One drawback to this approach is its synchronous nature. Some parallelization is used, but most data processing steps require the full completion of the previous step in the workflow. Since this process is chained together, the total processing time will be a multiple of the duration of the extraction process, especially in a high-volume performance-driven environment. The Gantt chart in Figure 11-4 illustrates the total time taken to process the DTS package in Figure 11-1.

image from book
Figure 11-4

The second drawback to this approach is its disk-intensive nature. Every time data is inserted or updated in the database, it passes through several OSI layers, which adds resource overhead and stresses the system. Disk IO processes are expensive and generally slow down a system. To be sure, writing to the database is required in the loading phase, and often business requirements dictate that some interim database activities are necessary. The point, however, is that an architecture with data staging at its center has processing overhead that limits scalability. In fact, every step in the package from source to destination requires disk IO, including the set-based update statements, which at times may be more IO-intensive than pulling and writing data between data staging tables.

Related to the disk-intensive nature of this approach is the impact on the RDBMS when a process uses it for data correlation, lookups, and cleansing. This may or may not be relevant in every solution or even in the different layers of an ETL design, but consider a design where foreign keys are added to a staging table or queried in a custom source SQL statement through a series of database joins. Since the keys reside in a production destination database, even if the SQL statement is distributed across servers, there is a hit on the production system when that portion of the package runs. When the volume of the related destination tables starts to scale up, and if indexes are not optimized for loading, the load can really stress the RDBMS resources — processor, RAM, and IO. Whether the primary purpose of the destination database is to perform queries, report, or handle day-to-day transactions, this impact may affect the end users of your system. It may reduce productivity or, even worse, create a negative perception among end users of the value of the system.
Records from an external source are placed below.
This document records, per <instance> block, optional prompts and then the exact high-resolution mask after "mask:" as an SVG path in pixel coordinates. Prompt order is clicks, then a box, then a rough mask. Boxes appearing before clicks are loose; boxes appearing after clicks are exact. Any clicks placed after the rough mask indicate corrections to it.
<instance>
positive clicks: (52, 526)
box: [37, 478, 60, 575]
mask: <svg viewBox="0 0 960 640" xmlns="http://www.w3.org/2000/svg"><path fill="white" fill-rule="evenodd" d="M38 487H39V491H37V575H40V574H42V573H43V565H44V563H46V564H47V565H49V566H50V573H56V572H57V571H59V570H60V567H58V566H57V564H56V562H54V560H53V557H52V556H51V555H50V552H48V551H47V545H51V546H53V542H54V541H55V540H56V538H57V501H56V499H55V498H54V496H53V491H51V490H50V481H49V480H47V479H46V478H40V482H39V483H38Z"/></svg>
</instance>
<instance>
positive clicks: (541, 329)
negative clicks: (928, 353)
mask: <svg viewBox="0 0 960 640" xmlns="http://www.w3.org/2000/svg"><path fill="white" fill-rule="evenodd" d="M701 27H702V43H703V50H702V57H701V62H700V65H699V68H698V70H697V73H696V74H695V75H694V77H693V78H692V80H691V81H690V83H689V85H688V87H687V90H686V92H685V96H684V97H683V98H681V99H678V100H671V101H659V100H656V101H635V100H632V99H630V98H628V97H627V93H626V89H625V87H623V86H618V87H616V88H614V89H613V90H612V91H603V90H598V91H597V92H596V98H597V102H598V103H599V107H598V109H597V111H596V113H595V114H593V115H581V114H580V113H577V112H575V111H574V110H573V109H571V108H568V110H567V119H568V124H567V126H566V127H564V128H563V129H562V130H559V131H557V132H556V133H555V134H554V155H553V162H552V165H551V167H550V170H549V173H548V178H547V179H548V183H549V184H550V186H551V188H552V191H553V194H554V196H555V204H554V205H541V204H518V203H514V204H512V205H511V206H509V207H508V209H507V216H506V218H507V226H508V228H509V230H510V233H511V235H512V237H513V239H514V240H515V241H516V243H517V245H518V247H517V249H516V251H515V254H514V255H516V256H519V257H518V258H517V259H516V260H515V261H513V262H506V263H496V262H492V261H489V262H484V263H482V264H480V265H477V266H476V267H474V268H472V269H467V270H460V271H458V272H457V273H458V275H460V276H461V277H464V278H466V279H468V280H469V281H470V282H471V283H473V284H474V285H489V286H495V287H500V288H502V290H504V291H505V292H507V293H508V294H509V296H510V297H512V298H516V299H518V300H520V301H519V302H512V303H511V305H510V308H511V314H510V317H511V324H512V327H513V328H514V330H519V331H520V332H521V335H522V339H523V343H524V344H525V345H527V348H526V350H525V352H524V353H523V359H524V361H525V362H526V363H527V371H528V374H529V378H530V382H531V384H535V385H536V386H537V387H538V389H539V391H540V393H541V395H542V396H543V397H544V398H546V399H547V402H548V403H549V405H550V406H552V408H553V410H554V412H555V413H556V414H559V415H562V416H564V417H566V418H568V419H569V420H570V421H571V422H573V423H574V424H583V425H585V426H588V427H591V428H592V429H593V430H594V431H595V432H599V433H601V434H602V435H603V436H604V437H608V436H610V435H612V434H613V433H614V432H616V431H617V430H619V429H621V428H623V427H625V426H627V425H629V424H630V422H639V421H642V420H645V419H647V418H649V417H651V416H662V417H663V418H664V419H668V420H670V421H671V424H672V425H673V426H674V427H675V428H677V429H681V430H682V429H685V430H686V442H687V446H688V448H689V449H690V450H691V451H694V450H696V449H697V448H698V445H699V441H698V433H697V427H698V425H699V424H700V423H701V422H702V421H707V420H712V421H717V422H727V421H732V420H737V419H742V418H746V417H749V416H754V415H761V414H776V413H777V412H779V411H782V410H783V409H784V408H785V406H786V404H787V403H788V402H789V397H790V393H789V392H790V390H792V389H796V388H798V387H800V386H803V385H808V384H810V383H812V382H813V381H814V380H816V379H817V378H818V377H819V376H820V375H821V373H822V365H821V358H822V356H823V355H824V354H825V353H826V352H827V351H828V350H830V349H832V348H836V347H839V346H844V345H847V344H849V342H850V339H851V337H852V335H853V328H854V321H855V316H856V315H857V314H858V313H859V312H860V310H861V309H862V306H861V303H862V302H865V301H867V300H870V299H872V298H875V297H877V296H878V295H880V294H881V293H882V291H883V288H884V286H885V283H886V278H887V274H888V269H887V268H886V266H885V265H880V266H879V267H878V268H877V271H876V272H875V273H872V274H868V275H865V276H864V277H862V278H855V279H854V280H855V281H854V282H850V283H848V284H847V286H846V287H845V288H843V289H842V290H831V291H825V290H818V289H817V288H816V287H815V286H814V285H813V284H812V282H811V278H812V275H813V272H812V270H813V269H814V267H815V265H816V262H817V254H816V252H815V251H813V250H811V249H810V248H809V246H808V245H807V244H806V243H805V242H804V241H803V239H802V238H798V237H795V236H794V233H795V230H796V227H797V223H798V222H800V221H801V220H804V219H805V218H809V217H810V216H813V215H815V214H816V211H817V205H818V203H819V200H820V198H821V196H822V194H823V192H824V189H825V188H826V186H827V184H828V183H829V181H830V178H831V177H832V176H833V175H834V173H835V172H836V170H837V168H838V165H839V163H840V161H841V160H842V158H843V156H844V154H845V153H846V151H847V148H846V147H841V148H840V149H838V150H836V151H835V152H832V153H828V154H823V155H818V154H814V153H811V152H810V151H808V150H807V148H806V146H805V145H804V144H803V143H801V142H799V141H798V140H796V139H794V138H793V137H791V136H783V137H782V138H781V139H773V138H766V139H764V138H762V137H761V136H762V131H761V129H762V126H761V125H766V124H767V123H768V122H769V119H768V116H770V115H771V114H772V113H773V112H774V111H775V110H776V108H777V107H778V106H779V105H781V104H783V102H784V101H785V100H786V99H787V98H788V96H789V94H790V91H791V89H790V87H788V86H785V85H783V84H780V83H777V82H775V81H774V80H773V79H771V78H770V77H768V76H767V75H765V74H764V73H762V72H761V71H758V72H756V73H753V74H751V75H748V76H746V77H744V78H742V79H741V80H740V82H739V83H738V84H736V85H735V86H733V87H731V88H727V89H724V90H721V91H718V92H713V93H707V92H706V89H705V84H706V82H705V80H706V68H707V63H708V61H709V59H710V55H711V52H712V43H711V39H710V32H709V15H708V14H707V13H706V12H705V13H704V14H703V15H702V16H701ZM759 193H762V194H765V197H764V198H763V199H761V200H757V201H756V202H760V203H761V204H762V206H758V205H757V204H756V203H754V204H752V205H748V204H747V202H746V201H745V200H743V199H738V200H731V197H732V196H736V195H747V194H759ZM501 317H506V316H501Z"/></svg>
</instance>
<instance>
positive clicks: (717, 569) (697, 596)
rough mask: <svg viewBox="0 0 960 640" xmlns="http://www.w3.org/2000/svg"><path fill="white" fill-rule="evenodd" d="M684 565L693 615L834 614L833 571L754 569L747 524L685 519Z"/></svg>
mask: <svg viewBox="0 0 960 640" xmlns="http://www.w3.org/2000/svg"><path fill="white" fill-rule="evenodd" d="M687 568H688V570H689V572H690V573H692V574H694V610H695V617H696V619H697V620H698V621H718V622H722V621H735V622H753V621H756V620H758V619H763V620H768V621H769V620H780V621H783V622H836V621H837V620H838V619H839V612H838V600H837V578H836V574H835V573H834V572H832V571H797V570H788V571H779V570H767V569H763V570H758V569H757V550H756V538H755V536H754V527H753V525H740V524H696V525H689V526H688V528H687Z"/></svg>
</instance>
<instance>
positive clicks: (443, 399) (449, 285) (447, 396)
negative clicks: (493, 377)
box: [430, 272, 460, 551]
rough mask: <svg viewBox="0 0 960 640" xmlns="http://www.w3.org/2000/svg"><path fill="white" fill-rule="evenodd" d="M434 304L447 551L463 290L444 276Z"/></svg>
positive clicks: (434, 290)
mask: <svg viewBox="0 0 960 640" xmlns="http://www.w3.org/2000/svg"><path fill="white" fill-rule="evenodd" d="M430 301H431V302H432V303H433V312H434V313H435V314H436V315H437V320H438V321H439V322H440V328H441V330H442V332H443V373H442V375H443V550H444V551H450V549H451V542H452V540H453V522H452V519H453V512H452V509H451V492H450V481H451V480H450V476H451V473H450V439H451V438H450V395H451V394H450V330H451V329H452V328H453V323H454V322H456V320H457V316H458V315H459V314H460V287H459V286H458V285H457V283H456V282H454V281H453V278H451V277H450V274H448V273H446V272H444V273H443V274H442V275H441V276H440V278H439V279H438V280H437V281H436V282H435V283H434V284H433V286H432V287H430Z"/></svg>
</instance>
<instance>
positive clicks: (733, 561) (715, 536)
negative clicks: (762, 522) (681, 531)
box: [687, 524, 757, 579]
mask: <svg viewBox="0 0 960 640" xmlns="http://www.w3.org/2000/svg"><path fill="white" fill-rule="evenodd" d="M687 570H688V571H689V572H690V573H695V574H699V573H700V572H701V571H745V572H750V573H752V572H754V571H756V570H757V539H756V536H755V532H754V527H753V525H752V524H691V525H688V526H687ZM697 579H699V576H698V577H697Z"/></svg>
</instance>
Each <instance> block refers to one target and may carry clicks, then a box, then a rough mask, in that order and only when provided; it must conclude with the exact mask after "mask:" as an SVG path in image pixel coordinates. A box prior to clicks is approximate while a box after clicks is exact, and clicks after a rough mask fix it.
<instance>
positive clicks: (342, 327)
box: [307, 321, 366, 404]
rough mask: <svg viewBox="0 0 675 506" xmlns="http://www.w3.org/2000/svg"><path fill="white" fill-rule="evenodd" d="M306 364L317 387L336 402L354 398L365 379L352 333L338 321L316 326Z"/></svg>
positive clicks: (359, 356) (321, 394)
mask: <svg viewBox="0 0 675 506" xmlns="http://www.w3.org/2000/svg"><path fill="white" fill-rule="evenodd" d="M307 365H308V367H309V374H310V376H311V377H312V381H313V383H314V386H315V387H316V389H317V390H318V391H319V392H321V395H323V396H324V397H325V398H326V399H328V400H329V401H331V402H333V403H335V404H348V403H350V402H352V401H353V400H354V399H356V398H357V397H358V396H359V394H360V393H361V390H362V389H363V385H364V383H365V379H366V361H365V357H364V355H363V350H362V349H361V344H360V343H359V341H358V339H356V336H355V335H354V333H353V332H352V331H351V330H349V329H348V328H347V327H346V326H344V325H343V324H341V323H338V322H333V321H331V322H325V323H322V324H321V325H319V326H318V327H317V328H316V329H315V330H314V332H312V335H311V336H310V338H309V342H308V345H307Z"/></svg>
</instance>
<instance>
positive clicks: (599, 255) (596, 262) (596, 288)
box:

These concerns notwithstanding, good design is possible using DTS, but the challenge comes with the required time, effort, and ongoing support. These DTS-based processes have also provided you with valuable lessons to apply when developing solutions with Integration Services. Finally, DTS may be perfectly appropriate for some systems; however, by examining the common pitfalls of DTS-based solutions, you will be better able to determine if DTS is a viable solution.